Bottega Veneta Destinations - Amine Asselman Intreciatto Works
 
Bottega Veneta Destinations - Abdalla Almulla sofa
 
 
 

4. Bottega Veneta

Bottega Veneta’s exhibition Destinations at NOMAD Abu Dhabi marked the fiftieth anniversary of the house’s iconic Intrecciato weave, bringing together eight creatives from across the Middle East and North Africa in a poetic exploration of weaving’s symbolism and craft. Curated by Rana Beiruti, the presentation gathered one-of-a-kind works by Abdalla Almulla, Amine Asselman, Esna Su, Nader Gammas, Shaha Raphael, Zein Daouk, the design studio Sayar & Garibeh, and the architectural office bahraini-danish. Using materials such as ceramic sheets, volcanic stone, palm-frond braiding, and Emirati Areesh, alongside three pieces incorporating reserve leather from the Bottega Veneta atelier, the exhibition reflected the region’s deep weaving traditions while entering into dialogue with Intrecciato as both craft and philosophy.

 
 
 
Jorge Zalszupin coffee table and bench, Geraldo de Barros daybed
 
Moveis Cimo sofa and chairs, Scarlett Rouge rug, Wendell Castle chair and low table (black)
 
 
 

5. The A/p Room

The A/P Room made its curatorial debut ahead of its official launch in early 2026, introducing itself as the first collectible-design gallery in the Dubai market. Led by industry expert Christelle Bassila and operating under Atelio (the design vertical of Vivium, founded by Elie Khouri), the gallery entered the region with a distinct curatorial voice dedicated to the evolving language of collectible design. Conceived as a cultural conduit, the A/P Room positioned design as a living dialogue, connecting continents, disciplines, and generations. It brought leading international designers into the Middle East while elevating regional talent onto the global stage and became the first gallery in the region to unite historic and contemporary collectible design within one curatorial space, where global icons and emerging voices met in thoughtful conversation.

 
 
 
Hamrei armchairs, Aline Hazarian coffee table, console and floor lamp, Rogan Gregory mirror
 
 

Together, these galleries traced the emotional and material landscape of NOMAD Abu Dhabi with extraordinary clarity. Soleille Gallery offered a quiet, contemplative poetry shaped through light and mineral presence; Gem Alf revealed the power of dialogue across eras, letting historic craftsmanship speak with contemporary confidence; The A/P Room signalled a new curatorial era for Dubai, bridging continents and creative genealogies; Nilufar, with Cristiano Pellizzari’s jewel-toned Murano works, brought a radiant choreography of colour and light that felt instinctively at home in the Middle Eastern environment; while Bottega Veneta honoured the region’s weaving traditions with an exhibition that transformed technique into philosophy.

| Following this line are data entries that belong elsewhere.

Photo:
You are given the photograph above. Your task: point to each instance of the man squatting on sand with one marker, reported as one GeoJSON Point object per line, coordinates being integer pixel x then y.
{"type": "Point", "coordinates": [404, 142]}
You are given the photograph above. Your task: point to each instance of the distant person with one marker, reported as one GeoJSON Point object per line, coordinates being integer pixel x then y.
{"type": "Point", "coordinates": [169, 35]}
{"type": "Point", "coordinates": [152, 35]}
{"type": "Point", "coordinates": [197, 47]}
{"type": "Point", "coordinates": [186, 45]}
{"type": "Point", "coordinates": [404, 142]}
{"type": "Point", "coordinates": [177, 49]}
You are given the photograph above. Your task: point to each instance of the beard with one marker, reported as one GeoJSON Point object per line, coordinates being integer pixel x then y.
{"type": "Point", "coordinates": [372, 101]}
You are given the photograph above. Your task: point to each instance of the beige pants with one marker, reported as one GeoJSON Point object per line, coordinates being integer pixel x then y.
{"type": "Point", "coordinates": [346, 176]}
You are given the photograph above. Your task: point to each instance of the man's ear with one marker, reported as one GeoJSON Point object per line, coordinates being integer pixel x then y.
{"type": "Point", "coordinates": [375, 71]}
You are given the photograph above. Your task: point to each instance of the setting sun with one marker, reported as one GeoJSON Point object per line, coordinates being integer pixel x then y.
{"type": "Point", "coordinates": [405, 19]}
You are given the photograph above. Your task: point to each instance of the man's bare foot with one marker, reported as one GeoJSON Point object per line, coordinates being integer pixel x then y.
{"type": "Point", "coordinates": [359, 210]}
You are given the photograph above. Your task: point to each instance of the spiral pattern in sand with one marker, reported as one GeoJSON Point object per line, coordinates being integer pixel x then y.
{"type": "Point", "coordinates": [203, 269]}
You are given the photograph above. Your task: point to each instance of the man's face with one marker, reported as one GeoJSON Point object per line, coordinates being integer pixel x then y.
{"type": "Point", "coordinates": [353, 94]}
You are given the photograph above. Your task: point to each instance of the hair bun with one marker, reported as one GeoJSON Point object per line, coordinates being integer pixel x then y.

What united them was an elegant fusion of Middle Eastern sensibility and international sophistication, a palette where sand-washed neutrals met sunlit golds, mineral greens, and jewel hues; where centuries-old craft encountered contemporary design intelligence; where regional heritage was elevated onto a global stage without losing its quiet soul. In the surreal setting of the old Abu Dhabi airport terminal, transformed into a sanctuary for ideas in motion, these presentations reminded us that collectible design is at its most powerful when it becomes a cultural meeting point.

NOMAD Abu Dhabi did more than showcase objects; it revealed a new design geography shaped by dialogue, reverence, and imagination. And these galleries, each in their own voice, defined that geography with rare beauty.